Speaking of sides and scoring points, there is political dog-whistling in Unplanned that lets us know that the black hats are not just inside clinics. At one point Cheryl mocks the now pro-life Abby by listing some of Planned Parenthoods supporters – “Soros, Gates, Buffet.” It felt like the verbal equivalent of putting on a MAGA hat, and when the film ends with the triumphant destruction of the clinic, and the bulldozer is driven by none other than My Pillow shiller and Trump fan Michael Lindell, the message was even clearer. It turns out that Lindell, who has said that Trump was “chosen by God” to run for president, helped fund Unplanned. The film’s official Twitter account has also run into controversy for tweeting a QAnon (a right wing conspiracy) hashtag, and “liking” a number of QAnon-related accounts. Why does any of this matter to me? Because the current Trump-supporting right wing, which gives much lip service to being pro-life, seems selective in which children’s lives matter. There’s debate among Christians about when a developing life is ensouled (a topic we should approach with considerable humility), but it is a valid critique that the political pro-life movement seems unconcerned with the lives and souls of children like Alan and Ghalib, Trayvon and Tamir, Jakelin and Felipe.

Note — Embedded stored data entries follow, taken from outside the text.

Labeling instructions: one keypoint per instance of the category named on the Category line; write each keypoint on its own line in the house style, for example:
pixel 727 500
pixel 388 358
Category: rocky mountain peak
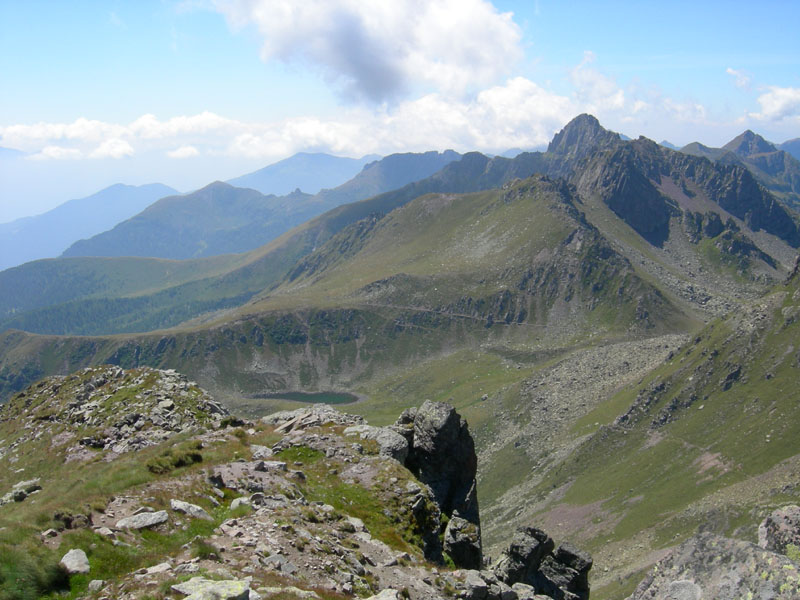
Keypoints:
pixel 748 144
pixel 580 137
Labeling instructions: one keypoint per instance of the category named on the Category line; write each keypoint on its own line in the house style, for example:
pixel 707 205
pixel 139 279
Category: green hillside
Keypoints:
pixel 707 440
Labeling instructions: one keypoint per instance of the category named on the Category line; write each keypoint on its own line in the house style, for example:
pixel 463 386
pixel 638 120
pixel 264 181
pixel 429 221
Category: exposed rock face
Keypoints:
pixel 443 456
pixel 462 542
pixel 199 588
pixel 530 560
pixel 75 561
pixel 143 520
pixel 189 509
pixel 580 137
pixel 313 416
pixel 711 566
pixel 781 529
pixel 108 408
pixel 392 444
pixel 20 491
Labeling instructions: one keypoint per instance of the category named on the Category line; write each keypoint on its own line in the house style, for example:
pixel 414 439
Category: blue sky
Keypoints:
pixel 185 92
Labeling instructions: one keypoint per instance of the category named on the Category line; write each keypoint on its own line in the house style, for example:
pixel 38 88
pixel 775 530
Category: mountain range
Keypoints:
pixel 776 169
pixel 312 171
pixel 222 219
pixel 49 234
pixel 616 319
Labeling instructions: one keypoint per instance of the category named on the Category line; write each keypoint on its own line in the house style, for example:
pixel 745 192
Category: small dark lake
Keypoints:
pixel 311 397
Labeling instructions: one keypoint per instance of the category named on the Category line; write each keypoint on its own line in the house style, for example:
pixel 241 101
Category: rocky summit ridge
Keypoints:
pixel 136 484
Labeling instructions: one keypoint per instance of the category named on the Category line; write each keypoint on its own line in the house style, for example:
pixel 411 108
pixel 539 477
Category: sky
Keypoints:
pixel 185 92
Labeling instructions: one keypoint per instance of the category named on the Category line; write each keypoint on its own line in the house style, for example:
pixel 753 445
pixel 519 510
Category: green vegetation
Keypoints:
pixel 170 459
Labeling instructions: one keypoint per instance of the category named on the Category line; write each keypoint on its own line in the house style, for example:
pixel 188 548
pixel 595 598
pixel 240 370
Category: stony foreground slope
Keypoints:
pixel 135 484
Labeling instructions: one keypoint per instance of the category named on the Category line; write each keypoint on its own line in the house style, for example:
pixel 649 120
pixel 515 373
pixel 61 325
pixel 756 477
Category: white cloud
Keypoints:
pixel 20 136
pixel 779 103
pixel 379 51
pixel 594 90
pixel 56 153
pixel 149 127
pixel 184 152
pixel 113 148
pixel 741 79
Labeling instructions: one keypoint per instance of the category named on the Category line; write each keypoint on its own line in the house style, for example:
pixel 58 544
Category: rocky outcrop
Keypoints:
pixel 442 455
pixel 110 409
pixel 143 520
pixel 199 588
pixel 20 491
pixel 712 566
pixel 781 530
pixel 531 560
pixel 462 543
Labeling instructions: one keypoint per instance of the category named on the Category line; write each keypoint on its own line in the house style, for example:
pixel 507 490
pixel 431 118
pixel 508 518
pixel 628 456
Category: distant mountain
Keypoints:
pixel 305 171
pixel 792 147
pixel 221 218
pixel 581 137
pixel 49 234
pixel 775 169
pixel 748 144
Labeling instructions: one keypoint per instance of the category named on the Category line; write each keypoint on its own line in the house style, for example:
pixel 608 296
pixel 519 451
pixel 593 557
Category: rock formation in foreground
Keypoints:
pixel 311 503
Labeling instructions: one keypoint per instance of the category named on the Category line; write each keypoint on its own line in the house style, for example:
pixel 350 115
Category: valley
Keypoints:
pixel 616 320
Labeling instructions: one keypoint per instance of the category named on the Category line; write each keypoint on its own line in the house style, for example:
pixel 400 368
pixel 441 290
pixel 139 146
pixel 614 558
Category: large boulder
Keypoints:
pixel 462 543
pixel 199 588
pixel 521 561
pixel 75 561
pixel 531 561
pixel 143 520
pixel 781 529
pixel 390 442
pixel 565 574
pixel 191 510
pixel 712 566
pixel 442 455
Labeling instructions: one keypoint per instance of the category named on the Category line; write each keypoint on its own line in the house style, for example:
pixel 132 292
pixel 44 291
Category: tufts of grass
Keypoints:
pixel 26 575
pixel 173 458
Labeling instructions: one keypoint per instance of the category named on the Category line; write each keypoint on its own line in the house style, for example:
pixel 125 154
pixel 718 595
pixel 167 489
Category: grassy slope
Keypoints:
pixel 694 453
pixel 519 258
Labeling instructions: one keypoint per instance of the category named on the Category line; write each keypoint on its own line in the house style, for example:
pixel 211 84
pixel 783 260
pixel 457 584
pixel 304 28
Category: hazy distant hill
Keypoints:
pixel 49 234
pixel 310 172
pixel 221 218
pixel 775 168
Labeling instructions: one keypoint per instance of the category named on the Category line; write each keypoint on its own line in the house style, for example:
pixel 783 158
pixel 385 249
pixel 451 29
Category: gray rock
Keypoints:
pixel 711 566
pixel 199 588
pixel 781 529
pixel 143 520
pixel 521 561
pixel 566 572
pixel 75 561
pixel 443 456
pixel 462 543
pixel 241 501
pixel 260 452
pixel 475 588
pixel 391 443
pixel 189 509
pixel 386 595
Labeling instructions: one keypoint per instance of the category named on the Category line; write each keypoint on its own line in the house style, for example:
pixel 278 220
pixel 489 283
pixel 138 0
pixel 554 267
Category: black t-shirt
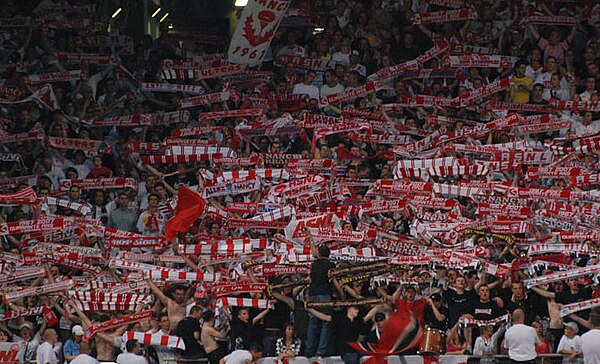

A couple of other notes on the film. The central performance by Ashley Bratcher, as Abby Johnson, is far above average for the Christian film industry. Most of the rest of the cast is what you’d expect: so-so to embarrassingly amateur. Despite my prayer to give the film a fair shot, it was almost derailed by an opening scene of Johnson driving to work past a series of happy young white couples. Perhaps this is what Bryan, Texas is really like, but my word, this movie is white and upper middle class. If I was a poor woman or a racial minority, I would feel utterly unseen by this film (and given the funding behind it, that may not be an accident).

Remember Juno, the 2007 film that introduced most of us to Ellen Page and infected the culture with the term “home skillet” for far too long? The creative forces behind Juno (writer Diablo Cody, director Jason Reitman, Page, actress Jennifer Garner) were avowedly pro-choice, even holding a public reading of the script as a fundraiser for Planned Parenthood. Yet that film – about a pregnant teenager – offered a more complex and compassionate picture than Unplanned of why some women seek abortions, why some women decide against abortion, and how loving communities can support women in those decisions. It even had a more lovable clinic protester! Maybe viewers, both pro-life and pro-choice, should just skip Unplanned and watch Juno again.